Walker v. State

229 S.E.2d 546 | Ga. Ct. App. | 1976

139 Ga. App. 751 (1976)
229 S.E.2d 546

WALKER
v.
THE STATE.

52576.

Court of Appeals of Georgia.

Submitted September 13, 1976.
Decided October 1, 1976.

Robert C. Ray, for appellants.

Lewis R. Slaton, District Attorney, Joseph J. Drolet, H. Allen Moye, Harvey Moskowitz, Assistant District Attorneys, for appellee.

QUILLIAN, Judge.

The defendant appeals his conviction for burglary. Held:

1. It is contended that the defendant's identification by two witnesses was impermissibly tainted by an illegal show-up identification.

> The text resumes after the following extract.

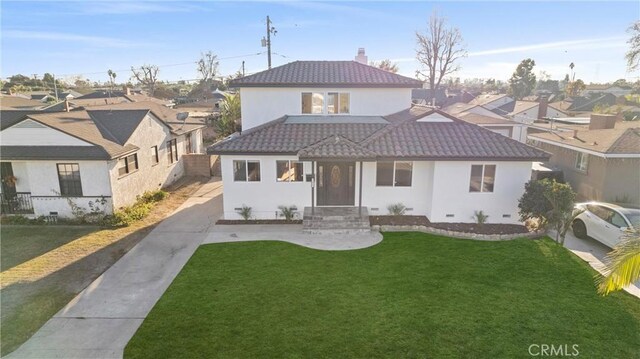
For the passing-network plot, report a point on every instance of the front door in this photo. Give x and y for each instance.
(336, 183)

No objection was interposed in the trial court with regard to the error now urged. Moreover, the showup was not unnecessarily suggestive nor was there a likelihood of *752 misidentification. See Neil v. Biggers, 409 U. S. 188 (93 SC 375, 34 LE2d 401). The showup was an on the scene confrontation conducted as soon as possible after the offense. It occurred five minutes after the witnesses saw the accused fleeing the scene. As stated in Watson v. State, 349 A2d 738 (1975), it was an "immediate product of the offense and defendant's apprehension." Hence, "practicalities inherent in this type of situation suggest that an immediate on-the-scene confrontation between victim and suspect is essential both to law enforcement and to fairness toward innocent suspects." 349 A2d 740.

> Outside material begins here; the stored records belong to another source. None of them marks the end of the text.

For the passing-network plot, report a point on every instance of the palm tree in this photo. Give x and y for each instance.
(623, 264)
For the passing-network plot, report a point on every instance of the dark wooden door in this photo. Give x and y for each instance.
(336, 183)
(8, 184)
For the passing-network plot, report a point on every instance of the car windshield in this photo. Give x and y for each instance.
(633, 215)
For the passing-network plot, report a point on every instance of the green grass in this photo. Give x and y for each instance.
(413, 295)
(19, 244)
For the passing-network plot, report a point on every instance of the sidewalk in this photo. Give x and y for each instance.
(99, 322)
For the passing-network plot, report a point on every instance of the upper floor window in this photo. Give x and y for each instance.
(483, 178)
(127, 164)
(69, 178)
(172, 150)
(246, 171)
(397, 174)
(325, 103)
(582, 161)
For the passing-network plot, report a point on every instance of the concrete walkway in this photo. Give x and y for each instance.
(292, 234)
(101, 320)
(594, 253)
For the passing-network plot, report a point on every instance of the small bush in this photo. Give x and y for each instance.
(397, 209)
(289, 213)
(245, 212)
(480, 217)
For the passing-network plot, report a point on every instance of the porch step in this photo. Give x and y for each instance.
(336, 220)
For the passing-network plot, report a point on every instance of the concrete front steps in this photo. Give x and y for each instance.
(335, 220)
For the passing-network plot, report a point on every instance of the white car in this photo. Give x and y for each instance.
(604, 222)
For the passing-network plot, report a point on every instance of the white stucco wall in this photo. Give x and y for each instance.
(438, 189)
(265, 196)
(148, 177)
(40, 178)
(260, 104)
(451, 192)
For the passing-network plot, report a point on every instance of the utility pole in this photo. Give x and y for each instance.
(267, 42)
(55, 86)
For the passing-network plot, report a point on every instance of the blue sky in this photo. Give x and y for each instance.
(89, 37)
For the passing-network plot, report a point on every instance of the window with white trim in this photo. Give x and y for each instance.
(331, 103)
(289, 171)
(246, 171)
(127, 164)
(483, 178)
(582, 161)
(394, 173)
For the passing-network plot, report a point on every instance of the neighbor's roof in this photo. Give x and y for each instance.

Under the circumstances here, we find that the showup did not have the effect of nullifying the witnesses' identification of the defendant. This ground is without merit.

2. The evidence was sufficient to sustain the verdict.

3. A charge complained of which instructed the jury as to recent possession has, in substance, been approved by both this court and the Supreme Court. McGinty v. State, 134 Ga. App. 399, 403 (214 SE2d 678); Workman v. State, 137 Ga. App. 746, 748 (224 SE2d 757); Aiken v. State, 226 Ga. 840, 844 (178 SE2d 202).

Judgment affirmed. Deen, P. J., and Webb, J., concur.